Bir hafta kendisini emziren Süveybe Hatun’la ömrü boyunca ilgilenir, hediyeler gönderir. Kendisine küçük yaşta hizmet eden “annemden sonra annem” dediği dadısı Ümmü Eymen’i koruyup kollar, “Cennet ehlinden biriyle evlenmek isteyen Ümmü’yle evlensin” diyerek iltifat eder. Nitekim Hz. Zeyd (ra) ile evlenmesine vesile olur.
ÇAĞ, HZ. EBU BEKİR VE HZ. EBU ZER’İNİ ARIYOR
Yakınları çocuk yaştaki Hz. Zeyd’i (ra) almaya geldiğinde o ailesi yerine Hz. Muhammed Mustafa’yı (asm) seçer. O da (asm) “Beni tercih edeni ben kimseye tercih etmem” diyerek sahiplenir. Habeş Kralı’nın gönderdiği heyet O’nu (asm) ziyaret eder. “Onlar benim ashâbıma iyilik yaptılar, ben de bizzat onlara iyilik yapmak istiyorum” diyerek hizmet eder. En çok Ümmü Süleym’in evine gider. “Ben ona merhamet ediyorum, çünkü onun kardeşi benim ashâbımla şehid edilenler arasındaydı” der.

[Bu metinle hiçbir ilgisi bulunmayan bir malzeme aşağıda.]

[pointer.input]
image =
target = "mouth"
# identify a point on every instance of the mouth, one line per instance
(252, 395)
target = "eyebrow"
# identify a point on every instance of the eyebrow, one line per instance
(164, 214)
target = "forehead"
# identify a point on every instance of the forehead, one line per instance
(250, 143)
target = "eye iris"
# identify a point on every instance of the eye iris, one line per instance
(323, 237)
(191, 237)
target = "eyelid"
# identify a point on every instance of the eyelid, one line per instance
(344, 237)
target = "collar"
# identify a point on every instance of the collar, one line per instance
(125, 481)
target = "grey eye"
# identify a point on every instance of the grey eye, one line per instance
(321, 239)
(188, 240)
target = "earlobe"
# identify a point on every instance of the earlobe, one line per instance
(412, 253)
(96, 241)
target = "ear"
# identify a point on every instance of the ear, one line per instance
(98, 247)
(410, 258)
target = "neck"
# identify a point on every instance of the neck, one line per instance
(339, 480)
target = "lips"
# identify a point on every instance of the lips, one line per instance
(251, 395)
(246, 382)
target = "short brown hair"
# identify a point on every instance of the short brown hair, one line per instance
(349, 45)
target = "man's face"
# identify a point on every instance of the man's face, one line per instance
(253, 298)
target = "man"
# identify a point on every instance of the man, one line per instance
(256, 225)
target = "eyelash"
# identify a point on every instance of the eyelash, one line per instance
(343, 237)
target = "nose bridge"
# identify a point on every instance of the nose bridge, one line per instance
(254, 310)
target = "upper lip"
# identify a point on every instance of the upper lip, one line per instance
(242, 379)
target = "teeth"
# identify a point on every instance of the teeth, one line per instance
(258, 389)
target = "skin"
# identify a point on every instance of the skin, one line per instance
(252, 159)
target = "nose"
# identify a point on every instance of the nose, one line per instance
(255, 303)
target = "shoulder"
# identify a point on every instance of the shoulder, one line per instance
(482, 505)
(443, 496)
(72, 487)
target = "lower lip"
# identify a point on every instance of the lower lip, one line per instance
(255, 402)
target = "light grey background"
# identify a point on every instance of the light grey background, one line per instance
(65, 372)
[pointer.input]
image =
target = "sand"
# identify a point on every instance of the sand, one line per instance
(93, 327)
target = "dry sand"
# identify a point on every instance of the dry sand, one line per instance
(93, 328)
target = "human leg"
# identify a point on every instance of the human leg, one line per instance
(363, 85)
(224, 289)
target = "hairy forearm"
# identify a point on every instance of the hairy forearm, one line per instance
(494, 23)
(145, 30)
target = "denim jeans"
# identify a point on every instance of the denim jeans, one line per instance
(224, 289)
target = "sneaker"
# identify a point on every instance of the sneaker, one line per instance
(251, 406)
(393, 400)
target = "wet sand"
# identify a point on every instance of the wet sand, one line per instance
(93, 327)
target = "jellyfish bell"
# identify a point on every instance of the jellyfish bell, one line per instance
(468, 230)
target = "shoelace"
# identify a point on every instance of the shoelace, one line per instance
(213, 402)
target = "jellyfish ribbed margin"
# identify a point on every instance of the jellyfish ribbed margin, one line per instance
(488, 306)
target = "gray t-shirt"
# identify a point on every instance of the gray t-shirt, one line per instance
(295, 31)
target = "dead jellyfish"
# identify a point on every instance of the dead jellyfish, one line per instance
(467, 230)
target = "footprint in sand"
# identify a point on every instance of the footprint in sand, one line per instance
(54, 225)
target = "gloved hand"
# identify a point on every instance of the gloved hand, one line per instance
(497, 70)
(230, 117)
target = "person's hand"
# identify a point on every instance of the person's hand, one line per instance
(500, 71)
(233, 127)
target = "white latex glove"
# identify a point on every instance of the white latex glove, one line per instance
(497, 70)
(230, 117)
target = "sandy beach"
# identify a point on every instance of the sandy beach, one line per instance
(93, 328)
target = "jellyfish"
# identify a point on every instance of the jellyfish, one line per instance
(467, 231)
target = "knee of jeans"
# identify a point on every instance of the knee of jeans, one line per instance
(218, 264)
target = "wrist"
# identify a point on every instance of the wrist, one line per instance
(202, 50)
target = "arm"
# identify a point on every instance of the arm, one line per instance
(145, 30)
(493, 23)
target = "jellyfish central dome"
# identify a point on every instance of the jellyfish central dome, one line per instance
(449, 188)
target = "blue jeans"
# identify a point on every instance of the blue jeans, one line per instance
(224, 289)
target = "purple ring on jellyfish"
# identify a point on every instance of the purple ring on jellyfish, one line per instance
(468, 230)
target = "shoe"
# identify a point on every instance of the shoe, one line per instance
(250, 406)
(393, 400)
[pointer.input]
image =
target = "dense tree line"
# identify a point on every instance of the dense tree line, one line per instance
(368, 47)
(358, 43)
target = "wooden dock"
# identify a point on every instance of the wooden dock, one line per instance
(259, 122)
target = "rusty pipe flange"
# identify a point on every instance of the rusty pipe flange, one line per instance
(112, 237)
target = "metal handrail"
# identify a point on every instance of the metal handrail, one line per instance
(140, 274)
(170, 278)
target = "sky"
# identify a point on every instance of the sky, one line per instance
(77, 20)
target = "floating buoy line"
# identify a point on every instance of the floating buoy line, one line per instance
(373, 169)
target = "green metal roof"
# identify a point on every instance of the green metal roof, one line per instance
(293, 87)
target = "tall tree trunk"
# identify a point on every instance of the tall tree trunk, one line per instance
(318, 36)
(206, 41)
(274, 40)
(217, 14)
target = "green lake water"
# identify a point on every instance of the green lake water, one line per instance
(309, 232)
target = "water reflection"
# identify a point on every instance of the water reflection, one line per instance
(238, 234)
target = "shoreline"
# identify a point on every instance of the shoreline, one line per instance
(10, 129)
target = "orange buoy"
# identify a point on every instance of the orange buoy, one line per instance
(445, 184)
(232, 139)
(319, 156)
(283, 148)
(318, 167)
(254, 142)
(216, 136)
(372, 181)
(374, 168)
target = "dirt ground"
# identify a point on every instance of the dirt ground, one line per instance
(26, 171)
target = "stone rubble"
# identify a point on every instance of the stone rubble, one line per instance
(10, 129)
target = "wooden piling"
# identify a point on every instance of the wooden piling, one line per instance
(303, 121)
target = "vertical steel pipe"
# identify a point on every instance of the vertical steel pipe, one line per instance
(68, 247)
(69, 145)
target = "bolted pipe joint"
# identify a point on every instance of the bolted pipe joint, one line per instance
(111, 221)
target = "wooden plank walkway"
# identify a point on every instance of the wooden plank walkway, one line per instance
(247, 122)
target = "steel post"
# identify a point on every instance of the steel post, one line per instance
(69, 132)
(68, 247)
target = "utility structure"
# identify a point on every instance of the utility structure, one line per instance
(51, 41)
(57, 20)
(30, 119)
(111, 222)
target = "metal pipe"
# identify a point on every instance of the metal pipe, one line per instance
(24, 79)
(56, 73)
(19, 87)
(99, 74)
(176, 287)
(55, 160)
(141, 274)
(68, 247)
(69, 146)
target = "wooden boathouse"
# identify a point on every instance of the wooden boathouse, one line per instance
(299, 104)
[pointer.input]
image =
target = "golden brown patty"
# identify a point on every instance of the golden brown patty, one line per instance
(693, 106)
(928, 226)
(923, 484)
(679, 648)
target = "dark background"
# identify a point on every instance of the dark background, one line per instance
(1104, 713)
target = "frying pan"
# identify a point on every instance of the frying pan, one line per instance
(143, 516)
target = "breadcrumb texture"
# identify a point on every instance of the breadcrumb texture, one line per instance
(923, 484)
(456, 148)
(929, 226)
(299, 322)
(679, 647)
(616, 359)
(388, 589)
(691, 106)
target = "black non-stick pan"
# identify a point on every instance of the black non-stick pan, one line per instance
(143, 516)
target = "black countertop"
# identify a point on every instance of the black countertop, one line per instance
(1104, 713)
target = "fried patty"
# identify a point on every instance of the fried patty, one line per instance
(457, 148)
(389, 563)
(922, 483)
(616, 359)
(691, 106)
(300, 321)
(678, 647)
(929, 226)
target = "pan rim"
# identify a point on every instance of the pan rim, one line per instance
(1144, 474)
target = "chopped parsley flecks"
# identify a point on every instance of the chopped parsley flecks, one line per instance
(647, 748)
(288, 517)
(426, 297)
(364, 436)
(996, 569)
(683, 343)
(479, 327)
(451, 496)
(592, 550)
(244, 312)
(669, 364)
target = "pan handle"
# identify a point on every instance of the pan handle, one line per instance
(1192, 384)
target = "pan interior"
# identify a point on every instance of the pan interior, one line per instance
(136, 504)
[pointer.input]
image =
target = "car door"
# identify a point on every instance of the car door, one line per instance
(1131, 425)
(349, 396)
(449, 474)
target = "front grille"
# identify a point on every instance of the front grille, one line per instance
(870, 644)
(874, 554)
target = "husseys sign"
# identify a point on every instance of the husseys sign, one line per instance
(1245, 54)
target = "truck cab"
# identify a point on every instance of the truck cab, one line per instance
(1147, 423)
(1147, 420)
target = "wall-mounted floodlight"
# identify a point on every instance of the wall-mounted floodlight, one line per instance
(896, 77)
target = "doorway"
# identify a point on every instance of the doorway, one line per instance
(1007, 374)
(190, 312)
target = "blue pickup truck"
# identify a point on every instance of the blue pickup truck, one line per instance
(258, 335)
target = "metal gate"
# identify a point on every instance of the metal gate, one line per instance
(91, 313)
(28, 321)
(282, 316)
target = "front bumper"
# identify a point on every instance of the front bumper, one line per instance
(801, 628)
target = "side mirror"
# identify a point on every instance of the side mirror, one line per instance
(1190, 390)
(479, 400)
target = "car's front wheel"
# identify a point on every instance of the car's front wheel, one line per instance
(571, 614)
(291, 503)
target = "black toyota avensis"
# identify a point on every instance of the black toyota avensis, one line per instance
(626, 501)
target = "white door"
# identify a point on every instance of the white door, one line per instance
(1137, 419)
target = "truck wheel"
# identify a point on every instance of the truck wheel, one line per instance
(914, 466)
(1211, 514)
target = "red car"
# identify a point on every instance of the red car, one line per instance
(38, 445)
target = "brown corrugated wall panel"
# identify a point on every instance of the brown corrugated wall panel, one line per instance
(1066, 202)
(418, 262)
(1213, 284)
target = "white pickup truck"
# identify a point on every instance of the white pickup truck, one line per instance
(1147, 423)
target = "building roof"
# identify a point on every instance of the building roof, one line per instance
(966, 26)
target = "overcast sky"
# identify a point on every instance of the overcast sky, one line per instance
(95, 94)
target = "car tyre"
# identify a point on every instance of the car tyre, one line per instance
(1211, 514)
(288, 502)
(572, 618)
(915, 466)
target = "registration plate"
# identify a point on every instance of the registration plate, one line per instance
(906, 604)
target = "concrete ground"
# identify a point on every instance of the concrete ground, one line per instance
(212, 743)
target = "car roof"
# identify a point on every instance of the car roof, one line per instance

İsar, kardeşini kendi yerine feda etmektir. Sahabeler isar hasletinin doruğundadır. Kur’ân onları över. “Kendileri zaruret içinde bulunsalar bile onları kendilerine tercih ederler”. Birbirleri için canlarını verirler. Bir gün idama mahkûm bir genç Hz. Ömer’den (ra) 3 gün izin ister. Hz. Ebu Zer’i (ra) de kefil gösterir. Kabul edilir. Genç ayrılır. 3. gün geçmesine rağmen haber yoktur. Süre bitmek üzereyken gelir. “Mert olan sözünde durur, mü’min olan ahdine vefakâr olur? Ben ‘dünyada ahde vefa kalmadı’ sözünü söyletir miyim?” diyerek infazını ister. Gözler Ebu Zer’e (ra) çevrilir. “Genci tanımıyordum. Hadise İslâm halifesi ve birçok sahabe huzurunda oldu. Ben teklifi kabul etmeyip de ‘Âlemde fazilet diye bir şey kalmamış’ dedirtir miyim?’’ der. Bunun üzerine vefat edenin evlâtları “Dünyada insanlık ve cömertlik kalmadı mı dedirtelim?” diyerek dâvâlarından vazgeçerler. Kısas da, diyet de istemezler.
Şimdi Ebu Zer’lere, yanlışlıkla birini öldürmesine rağmen Allah’tan korktuğu için idam edilmeyi göze alan sahabe ruhuna ne kadar ihtiyaç var. Sen de, seni suçlu ilân edenler de, sana vefasızlık edenler de biliyor ki sen yanlışlıkla dahi olsa bir karıncayı bile incitmedin, incitmezsin. Bu senin değil seni suçlayanların ve vefasızların imtihanıdır.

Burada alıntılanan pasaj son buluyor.